What's it all about?
Directed by actor-turned-director Mathieu Amalric, On Tour (Tournée, original title fans) is set in present day France and centres on Joachim Zand (Amalric), a former TV producer who returns from America with a troupe of New Burlesque artistes including Mimi Le Meaux (Miranda Colclasure), Kitten on the Keys (Suzanne Ramsey), Dirty Martini (Linda Marracini) and Julie Atlas Muz (Julie Ann Muz). Having lured the girls to France with the promise of a show in Paris, Joachim tours the troupe round a series of French coastal towns while desperately struggling to make good on his word.
At the same time, there's simmering, unexplained tension between Joachim and Mimi, which is only exacerbated by the arrival of his two young sons (Simon Roth and Joseph Roth).
Miranda Colclasure is terrific as Mimi Le Meaux (her real stage name; each member of the troupe is a real-life burlesque artiste), delivering a powerfully charismatic performance that showcases her confident, sexy stage persona (such as when she seduces a boring IT consultant and drags him into a hotel toilet), but also reveals a heartbreaking vulnerability underneath. Amalric (sporting an amusing pencil moustache, apparently in tribute to a friend) is equally good and there's strong support from each member of the troupe, whose colourful personalities generate an appealing ensemble chemistry.
Amalric's direction is extremely impressive throughout, displaying a Robert Altman-esque naturalism that gives the film a documentary feel. Similarly, the intelligent, sharply observed script never feels the need to over-explain anything and instead allows the audience to fill in the gaps for themselves, particularly in regard to why Zand was in America in the first place or the reasons behind the tension between him and Mimi.

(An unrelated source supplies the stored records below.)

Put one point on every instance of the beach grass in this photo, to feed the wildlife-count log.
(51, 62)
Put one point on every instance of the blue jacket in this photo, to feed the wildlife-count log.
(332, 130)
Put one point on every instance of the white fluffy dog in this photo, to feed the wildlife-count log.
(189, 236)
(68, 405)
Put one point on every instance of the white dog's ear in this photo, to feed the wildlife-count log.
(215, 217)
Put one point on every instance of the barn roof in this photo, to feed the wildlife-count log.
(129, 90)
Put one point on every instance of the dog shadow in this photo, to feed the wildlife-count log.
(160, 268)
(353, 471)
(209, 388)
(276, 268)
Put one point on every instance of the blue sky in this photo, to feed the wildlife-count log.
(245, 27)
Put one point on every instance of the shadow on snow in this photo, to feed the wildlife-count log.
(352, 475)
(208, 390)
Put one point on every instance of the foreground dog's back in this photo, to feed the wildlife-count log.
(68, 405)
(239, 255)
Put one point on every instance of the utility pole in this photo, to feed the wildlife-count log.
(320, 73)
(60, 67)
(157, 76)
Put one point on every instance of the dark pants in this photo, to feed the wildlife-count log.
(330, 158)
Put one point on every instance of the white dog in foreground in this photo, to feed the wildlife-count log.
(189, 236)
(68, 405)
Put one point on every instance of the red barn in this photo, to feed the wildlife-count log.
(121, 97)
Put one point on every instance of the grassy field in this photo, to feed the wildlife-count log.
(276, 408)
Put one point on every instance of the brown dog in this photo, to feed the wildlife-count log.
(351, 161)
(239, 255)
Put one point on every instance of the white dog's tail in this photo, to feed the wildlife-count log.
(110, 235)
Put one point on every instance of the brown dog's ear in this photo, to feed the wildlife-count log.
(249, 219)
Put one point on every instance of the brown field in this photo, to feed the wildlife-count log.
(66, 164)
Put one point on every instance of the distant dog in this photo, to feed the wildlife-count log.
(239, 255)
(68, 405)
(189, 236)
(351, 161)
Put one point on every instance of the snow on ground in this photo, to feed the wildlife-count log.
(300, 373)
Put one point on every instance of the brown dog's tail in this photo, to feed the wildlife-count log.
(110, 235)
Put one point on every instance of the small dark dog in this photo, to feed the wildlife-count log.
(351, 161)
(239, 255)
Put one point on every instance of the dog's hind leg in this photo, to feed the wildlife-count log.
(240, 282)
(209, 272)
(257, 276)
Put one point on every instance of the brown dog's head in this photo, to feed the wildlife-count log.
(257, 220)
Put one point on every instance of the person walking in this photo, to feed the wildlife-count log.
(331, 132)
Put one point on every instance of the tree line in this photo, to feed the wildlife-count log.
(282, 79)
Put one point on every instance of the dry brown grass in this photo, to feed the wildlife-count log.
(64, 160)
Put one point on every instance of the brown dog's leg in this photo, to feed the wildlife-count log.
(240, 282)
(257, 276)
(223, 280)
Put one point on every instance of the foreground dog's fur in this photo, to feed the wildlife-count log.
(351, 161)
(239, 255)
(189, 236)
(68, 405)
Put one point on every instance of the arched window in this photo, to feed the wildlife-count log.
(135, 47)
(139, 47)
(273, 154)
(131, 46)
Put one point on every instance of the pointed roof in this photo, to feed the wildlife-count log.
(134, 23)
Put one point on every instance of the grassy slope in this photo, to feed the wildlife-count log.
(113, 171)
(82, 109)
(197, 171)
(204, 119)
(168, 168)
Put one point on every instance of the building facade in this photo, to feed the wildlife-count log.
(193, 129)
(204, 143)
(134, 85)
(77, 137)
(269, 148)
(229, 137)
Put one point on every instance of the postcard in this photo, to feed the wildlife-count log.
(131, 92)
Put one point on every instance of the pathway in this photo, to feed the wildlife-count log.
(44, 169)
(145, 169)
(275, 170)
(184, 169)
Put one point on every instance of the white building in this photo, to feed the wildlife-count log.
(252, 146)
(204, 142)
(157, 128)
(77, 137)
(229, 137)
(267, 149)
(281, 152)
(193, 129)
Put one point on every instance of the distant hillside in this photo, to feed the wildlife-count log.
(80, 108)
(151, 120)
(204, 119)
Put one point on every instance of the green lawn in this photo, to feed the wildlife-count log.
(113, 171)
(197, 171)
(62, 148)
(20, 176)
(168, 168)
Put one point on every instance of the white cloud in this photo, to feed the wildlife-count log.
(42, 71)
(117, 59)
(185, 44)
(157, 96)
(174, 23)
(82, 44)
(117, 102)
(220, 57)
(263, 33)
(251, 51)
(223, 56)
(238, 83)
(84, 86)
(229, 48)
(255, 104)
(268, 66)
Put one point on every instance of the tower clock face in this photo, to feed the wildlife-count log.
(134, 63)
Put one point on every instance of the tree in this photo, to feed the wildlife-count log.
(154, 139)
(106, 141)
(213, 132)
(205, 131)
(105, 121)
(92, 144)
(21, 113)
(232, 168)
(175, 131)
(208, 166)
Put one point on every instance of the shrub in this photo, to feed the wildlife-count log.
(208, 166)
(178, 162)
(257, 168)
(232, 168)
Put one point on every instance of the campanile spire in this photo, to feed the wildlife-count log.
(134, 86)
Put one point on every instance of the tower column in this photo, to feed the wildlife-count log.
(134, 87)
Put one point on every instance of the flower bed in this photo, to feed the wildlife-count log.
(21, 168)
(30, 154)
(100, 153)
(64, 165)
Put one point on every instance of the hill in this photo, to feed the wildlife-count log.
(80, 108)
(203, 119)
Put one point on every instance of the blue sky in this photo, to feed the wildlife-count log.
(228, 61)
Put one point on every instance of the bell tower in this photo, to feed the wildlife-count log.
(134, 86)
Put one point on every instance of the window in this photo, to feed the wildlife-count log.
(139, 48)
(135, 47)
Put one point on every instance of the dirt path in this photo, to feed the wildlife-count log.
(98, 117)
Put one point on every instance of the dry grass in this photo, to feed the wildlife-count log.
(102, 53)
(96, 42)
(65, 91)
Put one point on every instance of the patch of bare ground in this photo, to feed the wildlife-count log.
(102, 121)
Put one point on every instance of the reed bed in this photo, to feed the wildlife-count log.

The film is beautifully shot, with cinematographer Christophe Beaucarne making strong use of the various locations (the tour was essentially real, with the cast filming in the hotels they slept in).
There are also some wonderful scenes, most notably a flirtatious encounter between Zand and a gas station attendant (Aurelia Petit) or a running joke involving Julie's props for her new routine.
This is an enjoyable, well made and superbly acted drama that marks Amalric out as a director to watch. Highly recommended.